Oh, some characters' life changes required more suspension of disbelief than others _ none more so than Hannah's. Unplanned pregnancy? Sure. Landing, unsolicited, a college teaching job with health insurance on the strength of online essays? Bit more of a stretch. That the job hadn't even begun by the series' end but had somehow afforded her a fully furnished house? That's the comedy part.

More realistic: the episode earlier this season in which Hannah had a too-close encounter with a writer (Matthew Rhys, "The Americans") she'd pilloried online. That one captured something very particular not only about the way sexual predators operate but about the insecurities that can make women vulnerable to them.

And any lingering perception that this was just another show celebrating female friendship was put to rest in the April 9 episode, as the "Girls" quartet _ Hannah, Marnie (Allison Williams), Jessa (Jemima Kirke), and Shoshanna (Zosia Mamet) _ crowded into a bathroom to have it out one last time.

The strength of the friendships on Girls seemed to be measured on the individuals' willingness to show up for one another, repeatedly, in situations where their help often went unappreciated. The show didn't paint as pretty a picture as the Cosmos-fueled fantasy that was "Sex and the City," but it was at least honest about the transitory nature of some relationships.
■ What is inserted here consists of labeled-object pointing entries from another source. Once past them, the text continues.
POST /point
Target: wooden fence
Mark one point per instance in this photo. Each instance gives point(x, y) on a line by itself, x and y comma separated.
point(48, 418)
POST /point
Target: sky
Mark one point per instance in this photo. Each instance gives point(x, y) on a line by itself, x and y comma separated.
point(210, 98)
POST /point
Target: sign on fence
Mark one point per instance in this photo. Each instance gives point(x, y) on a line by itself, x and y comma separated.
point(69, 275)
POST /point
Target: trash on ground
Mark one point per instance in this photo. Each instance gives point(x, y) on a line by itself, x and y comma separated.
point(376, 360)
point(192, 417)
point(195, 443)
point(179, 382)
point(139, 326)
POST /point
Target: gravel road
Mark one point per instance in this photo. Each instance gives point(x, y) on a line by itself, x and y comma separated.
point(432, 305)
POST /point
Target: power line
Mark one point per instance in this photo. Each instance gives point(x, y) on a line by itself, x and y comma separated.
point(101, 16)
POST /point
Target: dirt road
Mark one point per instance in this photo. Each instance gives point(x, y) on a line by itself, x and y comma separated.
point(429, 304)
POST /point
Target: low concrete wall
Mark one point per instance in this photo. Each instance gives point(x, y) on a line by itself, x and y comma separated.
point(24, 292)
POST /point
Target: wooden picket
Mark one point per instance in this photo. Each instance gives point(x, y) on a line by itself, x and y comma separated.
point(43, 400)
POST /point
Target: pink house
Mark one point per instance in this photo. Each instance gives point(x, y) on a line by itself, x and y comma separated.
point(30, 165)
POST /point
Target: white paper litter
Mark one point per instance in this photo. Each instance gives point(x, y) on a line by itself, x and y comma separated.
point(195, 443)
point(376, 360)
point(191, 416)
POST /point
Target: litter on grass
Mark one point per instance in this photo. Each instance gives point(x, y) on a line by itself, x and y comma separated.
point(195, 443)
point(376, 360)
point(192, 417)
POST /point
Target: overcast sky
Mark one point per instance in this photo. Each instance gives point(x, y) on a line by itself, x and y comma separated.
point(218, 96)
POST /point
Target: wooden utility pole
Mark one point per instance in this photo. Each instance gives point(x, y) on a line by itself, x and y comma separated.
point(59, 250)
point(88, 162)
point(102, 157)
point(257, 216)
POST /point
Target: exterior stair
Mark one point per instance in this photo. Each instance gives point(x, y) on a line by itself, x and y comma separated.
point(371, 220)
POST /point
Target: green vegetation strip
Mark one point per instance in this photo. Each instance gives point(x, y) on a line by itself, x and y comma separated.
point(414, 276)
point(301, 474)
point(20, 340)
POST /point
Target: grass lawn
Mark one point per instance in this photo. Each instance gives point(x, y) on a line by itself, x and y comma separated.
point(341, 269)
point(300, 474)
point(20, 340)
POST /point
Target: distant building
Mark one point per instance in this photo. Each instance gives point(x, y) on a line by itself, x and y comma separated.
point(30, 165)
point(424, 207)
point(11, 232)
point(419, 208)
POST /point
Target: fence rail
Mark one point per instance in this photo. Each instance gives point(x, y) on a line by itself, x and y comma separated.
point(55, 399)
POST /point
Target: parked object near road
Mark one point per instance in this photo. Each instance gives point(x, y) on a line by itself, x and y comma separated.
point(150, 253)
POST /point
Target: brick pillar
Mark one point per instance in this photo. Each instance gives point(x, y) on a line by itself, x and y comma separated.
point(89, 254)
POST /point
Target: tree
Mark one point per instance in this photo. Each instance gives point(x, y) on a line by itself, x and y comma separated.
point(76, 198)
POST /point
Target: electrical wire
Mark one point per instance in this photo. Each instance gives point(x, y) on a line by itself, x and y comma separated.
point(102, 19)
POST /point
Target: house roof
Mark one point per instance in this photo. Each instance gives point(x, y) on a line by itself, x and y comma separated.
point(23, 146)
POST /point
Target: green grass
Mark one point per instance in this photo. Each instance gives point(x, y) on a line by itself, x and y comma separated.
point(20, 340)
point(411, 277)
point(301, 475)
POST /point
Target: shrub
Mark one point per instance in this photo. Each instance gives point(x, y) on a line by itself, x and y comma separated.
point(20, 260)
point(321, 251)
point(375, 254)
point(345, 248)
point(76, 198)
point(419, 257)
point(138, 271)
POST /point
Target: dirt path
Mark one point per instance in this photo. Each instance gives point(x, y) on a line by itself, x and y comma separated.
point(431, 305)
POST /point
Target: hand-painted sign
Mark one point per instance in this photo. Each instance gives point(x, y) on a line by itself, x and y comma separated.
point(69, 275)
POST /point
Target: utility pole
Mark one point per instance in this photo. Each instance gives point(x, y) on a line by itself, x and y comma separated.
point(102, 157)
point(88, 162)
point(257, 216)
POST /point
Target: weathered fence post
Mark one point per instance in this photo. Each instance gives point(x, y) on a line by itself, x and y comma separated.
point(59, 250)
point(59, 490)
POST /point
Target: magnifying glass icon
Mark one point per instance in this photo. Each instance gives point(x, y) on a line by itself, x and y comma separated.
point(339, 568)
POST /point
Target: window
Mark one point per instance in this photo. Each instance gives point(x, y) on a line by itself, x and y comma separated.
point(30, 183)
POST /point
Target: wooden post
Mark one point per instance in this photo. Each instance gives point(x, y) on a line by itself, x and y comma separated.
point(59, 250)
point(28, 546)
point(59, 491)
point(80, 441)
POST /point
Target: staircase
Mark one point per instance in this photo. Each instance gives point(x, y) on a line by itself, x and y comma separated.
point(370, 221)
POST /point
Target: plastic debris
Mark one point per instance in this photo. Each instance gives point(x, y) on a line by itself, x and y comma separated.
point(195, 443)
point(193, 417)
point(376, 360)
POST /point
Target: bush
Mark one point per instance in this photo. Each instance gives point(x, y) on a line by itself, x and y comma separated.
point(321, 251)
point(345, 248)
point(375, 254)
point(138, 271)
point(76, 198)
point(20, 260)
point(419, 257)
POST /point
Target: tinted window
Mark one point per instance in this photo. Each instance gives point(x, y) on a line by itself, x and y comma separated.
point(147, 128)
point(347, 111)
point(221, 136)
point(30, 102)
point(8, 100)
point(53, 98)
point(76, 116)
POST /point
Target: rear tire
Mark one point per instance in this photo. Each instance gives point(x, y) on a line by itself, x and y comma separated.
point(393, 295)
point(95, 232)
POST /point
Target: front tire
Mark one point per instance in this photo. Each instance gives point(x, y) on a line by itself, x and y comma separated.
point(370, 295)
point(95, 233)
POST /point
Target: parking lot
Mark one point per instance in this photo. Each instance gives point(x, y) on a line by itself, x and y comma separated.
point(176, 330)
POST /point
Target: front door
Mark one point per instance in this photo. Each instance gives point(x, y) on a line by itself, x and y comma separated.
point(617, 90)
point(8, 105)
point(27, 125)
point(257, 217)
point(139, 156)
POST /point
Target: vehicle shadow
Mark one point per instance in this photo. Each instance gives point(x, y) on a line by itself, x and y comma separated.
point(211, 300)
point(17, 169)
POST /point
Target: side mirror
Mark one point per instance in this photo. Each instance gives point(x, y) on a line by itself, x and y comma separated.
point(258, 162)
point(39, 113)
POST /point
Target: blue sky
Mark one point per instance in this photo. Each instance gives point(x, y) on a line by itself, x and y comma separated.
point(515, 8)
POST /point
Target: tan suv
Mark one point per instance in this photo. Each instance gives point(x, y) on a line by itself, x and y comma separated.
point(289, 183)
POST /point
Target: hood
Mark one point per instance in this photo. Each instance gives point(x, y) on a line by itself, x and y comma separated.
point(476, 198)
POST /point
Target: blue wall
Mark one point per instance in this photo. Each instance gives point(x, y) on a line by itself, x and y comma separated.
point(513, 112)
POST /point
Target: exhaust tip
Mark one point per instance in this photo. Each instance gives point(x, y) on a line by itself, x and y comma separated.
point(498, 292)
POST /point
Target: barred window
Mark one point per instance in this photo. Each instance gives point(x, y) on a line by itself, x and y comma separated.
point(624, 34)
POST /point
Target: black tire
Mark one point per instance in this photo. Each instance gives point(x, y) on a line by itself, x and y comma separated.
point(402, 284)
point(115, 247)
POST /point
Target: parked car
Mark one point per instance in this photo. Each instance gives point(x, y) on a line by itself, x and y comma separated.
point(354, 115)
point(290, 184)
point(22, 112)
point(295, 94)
So it was a good moment on Sunday when Hannah's mother, Loreen (Becky Ann Baker), offered Marnie, who'd moved in to help with Grover, the advice that it might be better for the friendship if she didn't forgo her own happiness in favor of Hannah's.

Another lesson, this one for Hannah, came through her encounter with a scantily clad high school girl (to whom, naturally, she gave her pants) whose personal emergency turned out to be a fight with her mother. Over homework.

Even without her pants, Hannah channeled a newfound power in that moment as she pledged her allegiance to Team Mom.

Her state of undress, though, made it "Girls." Because the first thing I learned about the show was that I shouldn't watch it on an airplane.

In January 2012, facing a five-hour flight to Los Angeles, I opened my laptop and popped in a screener DVD for a show that wouldn't premiere for a few months. And for three eye-opening episodes I raised and lowered the screen at least a dozen times, because of content that was not safe for work from an aisle seat in coach.

Let's just say co-star Adam Driver had a memorable debut.

Back on the ground, I was intrigued, writing that Dunham had made "an honest and at least occasionally hilarious show that might even live up to its hype."

The hype, though, was a lot. Too much for a show as specific as this one, but probably inevitable for its pedigree: Dunham, just shy of 26 when the show premiered, had already made her own film, "Tiny Furniture," and was working on "Girls" with Judd Apatow.

"Girls" was polarizing from the start, and it didn't help that Hannah asserting herself as "the voice of a generation" sounded to some like Dunham saying it.

Hannah, it turns out, is a character, and one who, like a lot of people, is a little bit broken. Sunday's finale didn't fix her. But it did give reason to hope that she, and Grover, will be OK.

Though that kid's definitely going to have some stories.